For those of you who don’t experience the “cycle of sad and hate” that is indeed the hallmark of any good lunar bitch-fest let me talk you through it…

Day one begins with a bang…. A crushing bang to the midsection, to be precise. This is where I feel like I have the flu AND I broke my pelvis all in one morning. The only thing keeping me positive throughout the mind numbing cramps is that the moodiness and anger of the preceding three to seven days can now justifiably end.

Five or so days later the glory of womanhood be gone and I can start wearing my good underwear again. I go about my daily life and almost forget that I have two ovaries and a uterus secretly plotting against me, like some evil stepsisters.

The days turn into weeks and before I know it, I start feeling a little sad. By day 24 this sadness has blossomed into an irrational flurry of emotions and I am crying at everything from a Disney preview to a Kleenex commercial.

Day 26 ushers in a wicked case of “veldtshmertz” (what the Germans would call world sadness) and I can no longer watch CNN or any news program for that matter. Suddenly, any world event has me reeling on the verge of an existential crisis.

Days 27 and 28 are spent with a full-blown case of the “bitchies” and if my beloved is reading this… I apologize for the 24 days a year he has had to endure said wrath over the last 16 years. When I sit down and do the math- that is collectively over a years supply of prime grade evil.

I will pick fights just to have them. I will make unholy requests of any relationship around me. Even more “untrue to form” is the fact that during this period of time, I develop an insane craving for all things deli and M&M pretzels.
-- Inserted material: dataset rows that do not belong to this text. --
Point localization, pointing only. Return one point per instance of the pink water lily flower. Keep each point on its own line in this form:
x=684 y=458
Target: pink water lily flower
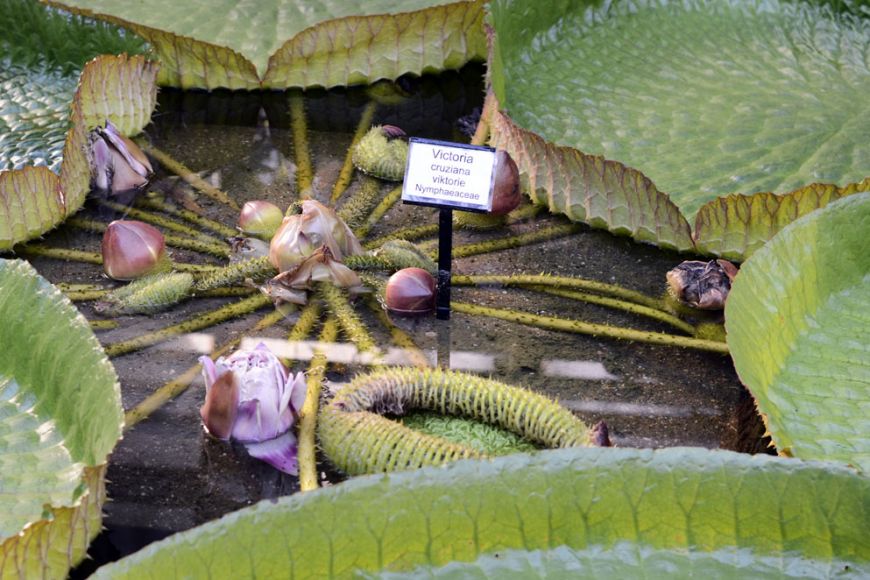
x=251 y=397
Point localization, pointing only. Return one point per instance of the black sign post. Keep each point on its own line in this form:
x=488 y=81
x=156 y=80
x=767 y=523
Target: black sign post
x=445 y=258
x=448 y=176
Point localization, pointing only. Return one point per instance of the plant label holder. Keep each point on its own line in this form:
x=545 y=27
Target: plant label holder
x=448 y=176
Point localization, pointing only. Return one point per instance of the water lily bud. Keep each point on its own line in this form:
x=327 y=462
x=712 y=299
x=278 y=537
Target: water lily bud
x=251 y=398
x=117 y=164
x=506 y=195
x=411 y=291
x=382 y=152
x=703 y=285
x=301 y=235
x=132 y=249
x=260 y=219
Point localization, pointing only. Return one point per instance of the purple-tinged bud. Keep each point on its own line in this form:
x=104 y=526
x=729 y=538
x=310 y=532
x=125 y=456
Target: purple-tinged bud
x=411 y=291
x=260 y=219
x=132 y=249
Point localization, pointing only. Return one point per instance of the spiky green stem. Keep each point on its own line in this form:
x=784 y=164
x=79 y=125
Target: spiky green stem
x=86 y=295
x=299 y=126
x=408 y=234
x=346 y=172
x=188 y=216
x=382 y=208
x=359 y=440
x=398 y=336
x=187 y=175
x=150 y=294
x=180 y=384
x=619 y=305
x=528 y=238
x=198 y=322
x=235 y=273
x=558 y=282
x=60 y=254
x=338 y=305
x=358 y=206
x=161 y=221
x=220 y=249
x=308 y=416
x=577 y=326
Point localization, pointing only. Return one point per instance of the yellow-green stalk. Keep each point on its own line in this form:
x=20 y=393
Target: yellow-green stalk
x=577 y=326
x=187 y=175
x=306 y=454
x=346 y=173
x=193 y=324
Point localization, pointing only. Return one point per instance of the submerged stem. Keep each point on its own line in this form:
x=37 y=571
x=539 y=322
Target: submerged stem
x=198 y=322
x=577 y=326
x=187 y=175
x=299 y=125
x=308 y=417
x=346 y=172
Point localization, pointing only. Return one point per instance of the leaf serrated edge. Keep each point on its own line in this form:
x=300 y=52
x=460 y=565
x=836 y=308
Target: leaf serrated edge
x=761 y=216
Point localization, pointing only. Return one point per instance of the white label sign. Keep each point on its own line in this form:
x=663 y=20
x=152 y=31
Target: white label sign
x=449 y=175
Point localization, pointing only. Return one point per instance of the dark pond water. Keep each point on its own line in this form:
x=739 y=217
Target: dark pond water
x=166 y=475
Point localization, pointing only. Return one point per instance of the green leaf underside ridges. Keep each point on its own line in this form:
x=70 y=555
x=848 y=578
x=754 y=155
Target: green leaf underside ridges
x=705 y=97
x=797 y=321
x=312 y=42
x=60 y=416
x=35 y=466
x=34 y=113
x=691 y=508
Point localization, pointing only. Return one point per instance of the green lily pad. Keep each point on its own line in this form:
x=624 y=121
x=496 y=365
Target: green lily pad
x=580 y=511
x=797 y=320
x=33 y=200
x=60 y=416
x=275 y=44
x=691 y=100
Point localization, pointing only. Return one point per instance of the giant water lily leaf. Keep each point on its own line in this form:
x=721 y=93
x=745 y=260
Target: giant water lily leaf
x=34 y=200
x=60 y=416
x=797 y=320
x=684 y=510
x=702 y=98
x=277 y=44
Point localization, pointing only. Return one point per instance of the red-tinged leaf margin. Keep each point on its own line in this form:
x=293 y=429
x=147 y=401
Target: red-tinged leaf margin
x=363 y=49
x=50 y=547
x=600 y=192
x=33 y=200
x=735 y=226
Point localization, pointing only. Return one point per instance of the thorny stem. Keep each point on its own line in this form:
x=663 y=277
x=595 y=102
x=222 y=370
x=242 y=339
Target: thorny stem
x=159 y=220
x=198 y=322
x=408 y=234
x=339 y=306
x=346 y=173
x=559 y=282
x=308 y=417
x=299 y=124
x=541 y=235
x=187 y=175
x=623 y=305
x=382 y=208
x=189 y=216
x=220 y=250
x=399 y=337
x=577 y=326
x=180 y=383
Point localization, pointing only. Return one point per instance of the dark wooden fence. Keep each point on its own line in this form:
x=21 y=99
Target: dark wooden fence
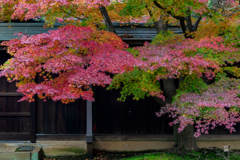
x=131 y=117
x=23 y=120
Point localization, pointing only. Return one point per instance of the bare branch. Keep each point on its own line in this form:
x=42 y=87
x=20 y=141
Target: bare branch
x=168 y=12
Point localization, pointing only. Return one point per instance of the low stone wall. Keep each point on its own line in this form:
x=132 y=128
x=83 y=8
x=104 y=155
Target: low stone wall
x=126 y=143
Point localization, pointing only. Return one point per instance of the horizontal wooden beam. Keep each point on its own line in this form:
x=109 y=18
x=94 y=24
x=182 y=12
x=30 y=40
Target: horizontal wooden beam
x=56 y=137
x=15 y=114
x=219 y=137
x=14 y=136
x=134 y=137
x=10 y=94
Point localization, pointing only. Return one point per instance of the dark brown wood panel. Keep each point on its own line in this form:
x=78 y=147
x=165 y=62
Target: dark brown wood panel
x=58 y=118
x=14 y=136
x=129 y=117
x=15 y=114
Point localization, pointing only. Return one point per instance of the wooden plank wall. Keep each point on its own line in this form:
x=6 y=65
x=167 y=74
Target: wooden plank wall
x=130 y=117
x=57 y=118
x=14 y=116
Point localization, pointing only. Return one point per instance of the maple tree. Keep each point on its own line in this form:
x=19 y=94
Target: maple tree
x=181 y=84
x=186 y=76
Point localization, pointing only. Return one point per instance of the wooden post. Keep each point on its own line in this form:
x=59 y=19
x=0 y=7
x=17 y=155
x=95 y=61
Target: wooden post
x=32 y=122
x=89 y=134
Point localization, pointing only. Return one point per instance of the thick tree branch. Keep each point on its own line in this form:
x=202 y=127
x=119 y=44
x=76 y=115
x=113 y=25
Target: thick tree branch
x=107 y=19
x=160 y=24
x=168 y=12
x=183 y=26
x=189 y=21
x=197 y=23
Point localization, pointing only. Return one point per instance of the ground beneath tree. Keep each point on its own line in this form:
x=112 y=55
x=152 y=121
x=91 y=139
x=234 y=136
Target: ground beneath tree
x=202 y=154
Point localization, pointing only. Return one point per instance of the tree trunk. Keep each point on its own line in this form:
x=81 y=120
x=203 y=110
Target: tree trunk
x=107 y=19
x=184 y=139
x=161 y=25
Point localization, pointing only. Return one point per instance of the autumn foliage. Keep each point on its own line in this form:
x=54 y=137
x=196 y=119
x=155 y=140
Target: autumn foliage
x=204 y=62
x=69 y=60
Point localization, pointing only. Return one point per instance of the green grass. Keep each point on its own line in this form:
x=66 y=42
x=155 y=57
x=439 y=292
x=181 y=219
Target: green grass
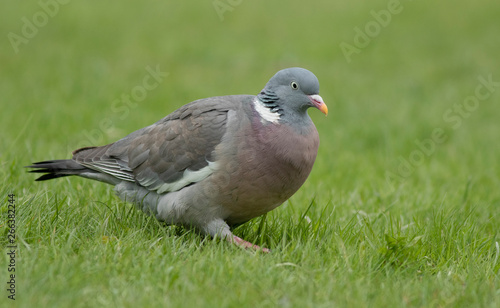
x=347 y=238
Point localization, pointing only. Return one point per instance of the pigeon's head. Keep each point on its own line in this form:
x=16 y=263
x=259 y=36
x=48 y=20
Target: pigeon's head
x=292 y=91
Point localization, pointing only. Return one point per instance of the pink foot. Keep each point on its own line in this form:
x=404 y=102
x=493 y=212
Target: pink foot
x=247 y=245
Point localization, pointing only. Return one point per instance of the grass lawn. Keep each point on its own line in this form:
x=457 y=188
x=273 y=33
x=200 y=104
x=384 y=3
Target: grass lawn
x=402 y=208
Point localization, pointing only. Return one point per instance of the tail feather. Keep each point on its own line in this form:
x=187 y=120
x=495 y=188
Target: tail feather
x=57 y=168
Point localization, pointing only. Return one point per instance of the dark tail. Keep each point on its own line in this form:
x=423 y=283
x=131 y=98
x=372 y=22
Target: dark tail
x=56 y=168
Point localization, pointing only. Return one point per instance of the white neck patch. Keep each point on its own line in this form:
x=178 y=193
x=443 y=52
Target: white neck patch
x=265 y=112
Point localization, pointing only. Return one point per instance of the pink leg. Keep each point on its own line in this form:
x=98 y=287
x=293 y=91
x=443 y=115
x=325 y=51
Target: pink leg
x=247 y=245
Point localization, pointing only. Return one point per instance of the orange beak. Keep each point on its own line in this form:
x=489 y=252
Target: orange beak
x=318 y=102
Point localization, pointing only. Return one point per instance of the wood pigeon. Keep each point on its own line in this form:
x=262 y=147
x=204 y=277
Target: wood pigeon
x=215 y=162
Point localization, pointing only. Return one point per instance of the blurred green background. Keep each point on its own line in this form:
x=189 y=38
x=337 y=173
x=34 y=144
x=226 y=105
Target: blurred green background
x=60 y=80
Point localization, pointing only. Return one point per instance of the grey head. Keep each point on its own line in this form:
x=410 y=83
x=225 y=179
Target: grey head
x=290 y=92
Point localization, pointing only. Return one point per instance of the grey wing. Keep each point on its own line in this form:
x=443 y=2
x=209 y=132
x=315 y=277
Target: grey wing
x=168 y=155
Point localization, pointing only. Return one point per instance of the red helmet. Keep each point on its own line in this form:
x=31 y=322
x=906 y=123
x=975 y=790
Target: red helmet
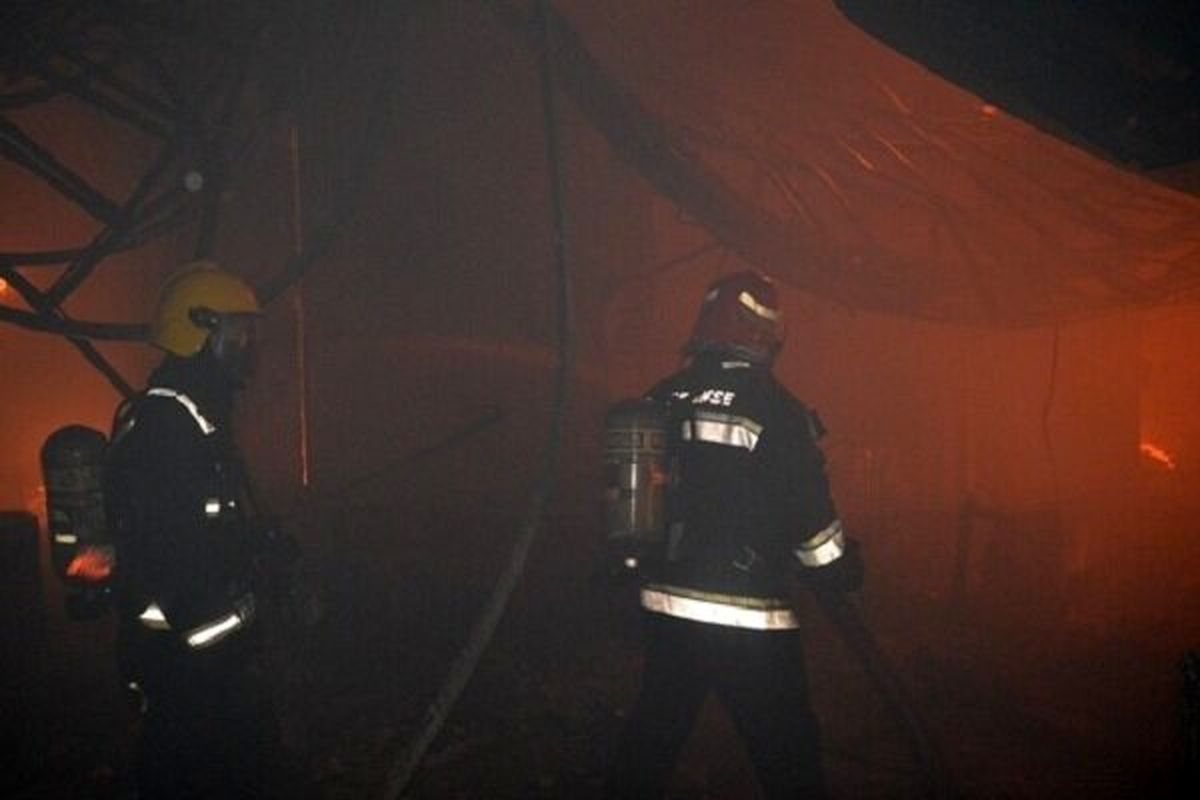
x=741 y=316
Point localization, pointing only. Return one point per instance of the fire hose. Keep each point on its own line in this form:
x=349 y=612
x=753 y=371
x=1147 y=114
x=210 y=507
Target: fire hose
x=847 y=620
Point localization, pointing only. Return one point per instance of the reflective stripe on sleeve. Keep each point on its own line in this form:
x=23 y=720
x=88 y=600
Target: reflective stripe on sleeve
x=154 y=618
x=718 y=613
x=825 y=547
x=760 y=310
x=723 y=429
x=187 y=403
x=214 y=632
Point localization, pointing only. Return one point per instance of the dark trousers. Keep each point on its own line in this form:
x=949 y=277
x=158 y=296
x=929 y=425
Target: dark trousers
x=759 y=677
x=209 y=731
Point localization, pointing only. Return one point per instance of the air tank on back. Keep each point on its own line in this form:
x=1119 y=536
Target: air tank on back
x=636 y=476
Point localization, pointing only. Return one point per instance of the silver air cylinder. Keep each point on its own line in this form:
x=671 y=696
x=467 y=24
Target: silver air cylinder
x=636 y=473
x=72 y=467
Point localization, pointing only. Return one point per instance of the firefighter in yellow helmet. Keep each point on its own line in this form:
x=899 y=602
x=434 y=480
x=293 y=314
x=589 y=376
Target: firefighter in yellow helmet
x=187 y=540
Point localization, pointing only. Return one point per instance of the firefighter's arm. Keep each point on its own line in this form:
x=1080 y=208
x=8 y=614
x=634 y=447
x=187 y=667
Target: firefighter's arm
x=179 y=565
x=825 y=555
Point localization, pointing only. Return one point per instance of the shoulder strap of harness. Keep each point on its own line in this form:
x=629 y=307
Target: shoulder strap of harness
x=189 y=404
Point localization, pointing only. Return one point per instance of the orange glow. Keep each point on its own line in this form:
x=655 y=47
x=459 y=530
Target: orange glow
x=1157 y=453
x=93 y=564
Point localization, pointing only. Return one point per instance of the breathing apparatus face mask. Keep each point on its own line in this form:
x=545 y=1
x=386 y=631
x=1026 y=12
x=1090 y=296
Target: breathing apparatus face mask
x=232 y=342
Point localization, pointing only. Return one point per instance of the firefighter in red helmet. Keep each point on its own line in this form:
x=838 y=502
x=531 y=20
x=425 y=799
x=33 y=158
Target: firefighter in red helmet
x=749 y=507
Yes, dear sisters, me, the health freak spends 2 days a month fighting off the inner pull for chopped liver on rye and candied covered salt. It’s a world gone mad.

But it turns out; none of it is my fault…

A recent study presented at the American Society for Reproductive Medicine in Denver, Colorado in October, 2009 shows that the women’s’ brains are significantly affected at various stages of the menstrual cycle.

The study took MRI’s of more than two dozen women while they were looking at different pictures and had them rate the photos as pleasant, unpleasant or neutral. The same photos were shown to all women at different stages during their cycle.

At each instance an MRI was taken of their brains while they were viewing the photos.

In the early stage of the menstrual cycle (called the follicular phase- my days 7-12), no areas of the women's brains showed significantly increased activation while viewing the pictures.

During the midpoint of their menstrual cycle, when hormone levels were higher, the women had increased activity in the lateral prefrontal cortex and other areas of the brain involved in processing emotional information, the researchers found.

By the later phases of the cycle (days 20-28) the activity in the lateral prefrontal cortex was at its highest.

The prefrontal cortex plays a huge role in goal oriented behaviour and emotional response.

The fact that this study shows a correlation between hormonal levels and certain activity is no surprise to most women out there.

Who among us has not felt freaking crazy during the later parts of our monthly cycle??

Previous studies have found that the rate of affective disorders (mood disorders) is two times higher in women than in men. Many experts believe this difference is from sex hormones. Perhaps there is some truth to this, but further studies need to be held before we can blame our “girly parts” for all things crazy.

SO science wins again! I am not a bitch…. It’s just my prefrontal cortex in a bad episode of GIRLS GONE WILD. Whatever will I do?

For now, I’ll count out my life in teaspoons of hormones to paraphrase T.S. Eliot. I’m sure he suffered from a great deal of sadness. If only the dude had a uterus…. He’d have someone to share the responsibility.